Tout d'abord, cette répartition des rôles dévoile une répartition du pouvoir. La plus-part des structures artistiques françaises sont gérées sans aucunes formes de démocratie. Il faut bien entendu une grande liberté à un créateur pour créer mais quand cette liberté signifie absence de dialogue et parfois despotisme, ce sont les hommes et très vite les structures qui sont en danger. Choix économiques aberrants et pharaoniques, postes administratifs contraints à une quête éreintante de financement, personnels artistiques et techniques exclus des décisions cruciales, le monde artistique, qui sait si bien faire de la politique sur scène, est un analphabète de la réalité. Pour moi, il est temps de briser ce tabou. Le partage du pouvoir et de la responsabilité, la démocratie et l'autogestion sont urgents pour construire d'autres possibles, dans toutes les entreprises y compris artistiques et à fortiori financées par les contribuables

Ensuite, l'absence de démocratie entraîne l'absence de réflexion sur les choix économiques qui elle-même en dit long sur la naïveté et l'aveuglement contemporains autour de l'argent. En déconnectant les champs artistiques, culturels et administratifs, on prive l'artiste de toute remise en doute du fonctionnement interne des structures (répartition des salaires, des tâches) mais surtout de sa place dans la société. Si chacun a son avis sur le prix des places, le montant des subventions, la politique du théâtre qui accueille, à aucun moment ces questions ne peuvent être débattues : à chacun son travailEt voilà comment l'artiste est dessaisi de ce qui le constitue. A qui s'adresse t'il et comment ? Pour certains l'argent n'a pas d'odeur. Pour nous les communistes, il en a une. Dans le monde culturel, l'argent manque cruellement. Quand il est là, il ne sent pas toujours la rose. A l'heure de la décentralisation, il y a urgence à questionner en profondeur les mécanismes économiques qui gouvernent dans nos professions.

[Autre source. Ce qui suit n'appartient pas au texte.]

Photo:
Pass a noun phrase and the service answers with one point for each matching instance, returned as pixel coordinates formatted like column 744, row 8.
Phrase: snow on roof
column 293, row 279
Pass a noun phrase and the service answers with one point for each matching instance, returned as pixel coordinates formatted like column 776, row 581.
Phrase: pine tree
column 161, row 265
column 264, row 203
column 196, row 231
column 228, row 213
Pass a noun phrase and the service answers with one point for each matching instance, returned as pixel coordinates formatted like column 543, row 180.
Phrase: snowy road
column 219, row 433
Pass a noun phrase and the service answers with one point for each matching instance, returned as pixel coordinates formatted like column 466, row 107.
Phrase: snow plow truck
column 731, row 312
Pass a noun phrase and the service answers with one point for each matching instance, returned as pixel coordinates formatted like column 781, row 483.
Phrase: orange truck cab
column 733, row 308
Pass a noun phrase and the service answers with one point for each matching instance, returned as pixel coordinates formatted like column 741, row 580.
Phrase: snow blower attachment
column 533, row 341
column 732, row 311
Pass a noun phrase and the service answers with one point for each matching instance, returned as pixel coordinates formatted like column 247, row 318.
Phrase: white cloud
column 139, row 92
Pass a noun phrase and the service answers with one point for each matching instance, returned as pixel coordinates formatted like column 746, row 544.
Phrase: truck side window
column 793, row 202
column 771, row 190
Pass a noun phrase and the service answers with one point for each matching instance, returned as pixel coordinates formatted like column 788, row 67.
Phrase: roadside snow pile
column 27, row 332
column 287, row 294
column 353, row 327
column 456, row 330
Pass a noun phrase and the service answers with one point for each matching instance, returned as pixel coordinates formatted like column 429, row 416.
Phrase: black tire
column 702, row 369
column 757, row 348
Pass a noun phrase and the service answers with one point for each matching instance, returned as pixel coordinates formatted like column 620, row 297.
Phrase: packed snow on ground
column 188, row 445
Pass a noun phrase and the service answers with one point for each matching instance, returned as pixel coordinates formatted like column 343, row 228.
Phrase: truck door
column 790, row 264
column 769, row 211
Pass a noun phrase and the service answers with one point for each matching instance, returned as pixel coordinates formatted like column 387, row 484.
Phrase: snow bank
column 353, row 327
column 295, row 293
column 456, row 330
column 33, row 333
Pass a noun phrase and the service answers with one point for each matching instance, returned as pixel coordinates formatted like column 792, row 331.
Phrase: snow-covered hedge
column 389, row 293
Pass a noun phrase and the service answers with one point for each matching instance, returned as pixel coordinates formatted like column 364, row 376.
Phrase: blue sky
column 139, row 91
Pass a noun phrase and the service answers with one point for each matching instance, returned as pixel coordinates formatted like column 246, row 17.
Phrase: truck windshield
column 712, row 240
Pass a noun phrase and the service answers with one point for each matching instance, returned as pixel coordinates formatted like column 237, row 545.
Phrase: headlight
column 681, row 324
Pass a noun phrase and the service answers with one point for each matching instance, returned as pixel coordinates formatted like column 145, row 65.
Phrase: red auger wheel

Enfin, ce dessaisissement démocratique et politique est le ferment d'un dessaisissement plus général sur les fins « artistiques » de nos professions. De fil en aiguille, l'artiste se consacrant à l'uvre, la création ne questionne plus le fait qu'elle est un acte social, un fait social. L'opposition stérile entre d'un côté les artistes « socioculs » et de l'autre les « Artistes » (avec un grand A), ne saurait amener aucune issue humaine ou théorique. L'heure est au métissage (ou mieux à la créôlité). Déjà de multiples expériences montrent que l'on peut être artistes dans la cité avec rigueur et humanité. Les communistes, et particulièrement les élus communistes, doivent être porteurs de ce « déjà là ». Ils doivent soutenir tous les espaces où l'art se désaliène, où il n'est déjà plus de classe, où la démocratisation des pratiques comme axe de travail devient vite le ferment de la démocratie dans la société et de l'émancipation individuelle.

En ce domaine, comme en beaucoup d'autres, il est fertile pour le communisme de se questionner sur les finalités. Qu'est ce qui fait de nous des hommes ? Que voulons-nous au fond ? Je veux dire à part l'augmentation des budgets et la défense du « statut ». Pour redonner du sens, il faut se battre pied à pied contre ce système qui nous broie, mais il faut aussi de l'espoir et de la confiance, de l'audace et de la controverse, des récits et des projets.